# Cosa state facendo?



## Pincopallino (14 Dicembre 2019)

Io divanato, guardo tu si que vales. Tra un'oretta devo uscire, in auto, in pigiama, felpa, scarpe da tennis ed andare a prendere numero tre ed alcuni suoi amici, stasera è il mio turno.
E fuori fa -3....mi invidiate neh?


----------



## Nocciola (14 Dicembre 2019)

Pincopallino ha detto:


> Io divanato, guardo tu si que vales.

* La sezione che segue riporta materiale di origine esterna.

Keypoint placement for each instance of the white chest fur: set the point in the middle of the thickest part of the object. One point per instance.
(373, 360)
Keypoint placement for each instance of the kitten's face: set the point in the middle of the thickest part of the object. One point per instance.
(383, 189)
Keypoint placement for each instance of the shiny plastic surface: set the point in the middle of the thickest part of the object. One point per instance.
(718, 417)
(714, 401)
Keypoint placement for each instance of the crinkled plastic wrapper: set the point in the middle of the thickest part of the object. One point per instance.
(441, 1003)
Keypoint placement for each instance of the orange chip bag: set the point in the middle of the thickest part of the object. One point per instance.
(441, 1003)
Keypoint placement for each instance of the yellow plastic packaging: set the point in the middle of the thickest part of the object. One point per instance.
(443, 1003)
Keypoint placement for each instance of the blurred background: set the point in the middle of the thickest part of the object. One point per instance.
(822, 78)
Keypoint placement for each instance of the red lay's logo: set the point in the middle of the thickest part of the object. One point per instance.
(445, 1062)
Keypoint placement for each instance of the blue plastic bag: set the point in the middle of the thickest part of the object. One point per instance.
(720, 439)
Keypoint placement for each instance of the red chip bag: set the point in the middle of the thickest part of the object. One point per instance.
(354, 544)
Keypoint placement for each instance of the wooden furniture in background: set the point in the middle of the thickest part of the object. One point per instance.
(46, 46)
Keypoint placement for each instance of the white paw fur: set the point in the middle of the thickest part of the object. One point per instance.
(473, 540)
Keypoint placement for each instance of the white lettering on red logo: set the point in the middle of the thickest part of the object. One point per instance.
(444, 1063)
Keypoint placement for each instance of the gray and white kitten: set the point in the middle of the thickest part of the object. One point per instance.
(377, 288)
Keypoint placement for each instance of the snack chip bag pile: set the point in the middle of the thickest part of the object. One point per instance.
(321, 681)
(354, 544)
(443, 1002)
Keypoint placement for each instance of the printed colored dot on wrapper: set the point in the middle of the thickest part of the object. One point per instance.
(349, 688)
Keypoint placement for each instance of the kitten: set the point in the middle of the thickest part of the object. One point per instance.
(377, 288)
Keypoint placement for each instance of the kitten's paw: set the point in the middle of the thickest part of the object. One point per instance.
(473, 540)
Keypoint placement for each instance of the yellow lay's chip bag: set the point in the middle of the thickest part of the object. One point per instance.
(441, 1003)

Tra un'oretta devo uscire, in auto, in pigiama, felpa, scarpe da tennis ed andare a prendere numero tre ed alcuni suoi amici, stasera è il mio turno.
> E fuori fa -3....mi invidiate neh?


Sto messa esattamente come te...io non metto nemmeno le scarpe . Crocs e via...
Ogni venerdì e sabato sera


----------



## Pincopallino (14 Dicembre 2019)

Il venerdì no perché il sabato c'è scuola.
Che vita....


----------



## Nocciola (14 Dicembre 2019)

Pincopallino ha detto:


> Il venerdì no perché il sabato c'è scuola.
> Che vita....


Ecco noi non abbiamo la scuola il sabato


----------



## Pincopallino (14 Dicembre 2019)

Quanti anni ha il tuo?


----------



## Nocciola (14 Dicembre 2019)

Pincopallino ha detto:


> Quanti anni ha il tuo?


17


----------



## Pincopallino (14 Dicembre 2019)

I miei 16, 13, 11 e 9, tutti maschi.


----------



## Nocciola (14 Dicembre 2019)

Pincopallino ha detto:


> I miei 16, 13, 11 e 9, tutti maschi.


Non ti invidio proprio


----------



## Pincopallino (14 Dicembre 2019)

Per ora non sono ancora pentito.


----------



## Nocciola (14 Dicembre 2019)

Pincopallino ha detto:


> Per ora non sono ancora pentito.


Credo sia impossibile pentirsi di avere dei figli 
A me ne bastano due e a volte mi avanzano anche


----------



## Pincopallino (14 Dicembre 2019)

Del numero intendevo....


----------



## Brunetta (15 Dicembre 2019)

Poi crescono... i miei figli sono usciti poco, prima di essere autonomi. Però il figlio sceglieva amico fuori zona


----------



## Irrisoluto (15 Dicembre 2019)

ecco perché non ho figli...a volte dimentico


----------



## Ginevra65 (15 Dicembre 2019)

Pincopallino ha detto:


> Io divanato, guardo tu si que vales. Tra un'oretta devo uscire, in auto, in pigiama, felpa, scarpe da tennis ed andare a prendere numero tre ed alcuni suoi amici, stasera è il mio turno.
> E fuori fa -3....mi invidiate neh?


già superato, ora tuti patentati


----------



## Arcistufo (15 Dicembre 2019)

Io rientrato ora. Andato a letto alle 8, sveglia a mezzanotte, chiusura del locale, accompagnato amica a casa, un paio d'ore di sesso tutto tenerone (stava cotta e languida) colazione, tra poco vado a prendere la figlia che stamattina andiamo a cavallo se fa bel tempo. Baby-sitter una mano santa.


----------



## Pincopallino (15 Dicembre 2019)

Irrisoluto ha detto:


> ecco perché non ho figli...a volte dimentico


Mi ricordi uno che si tagliò i coglioni per non farla godere.....
Dai non ci credo che è solo per questo.
A proposito chi ha vinto tu si que vales?


----------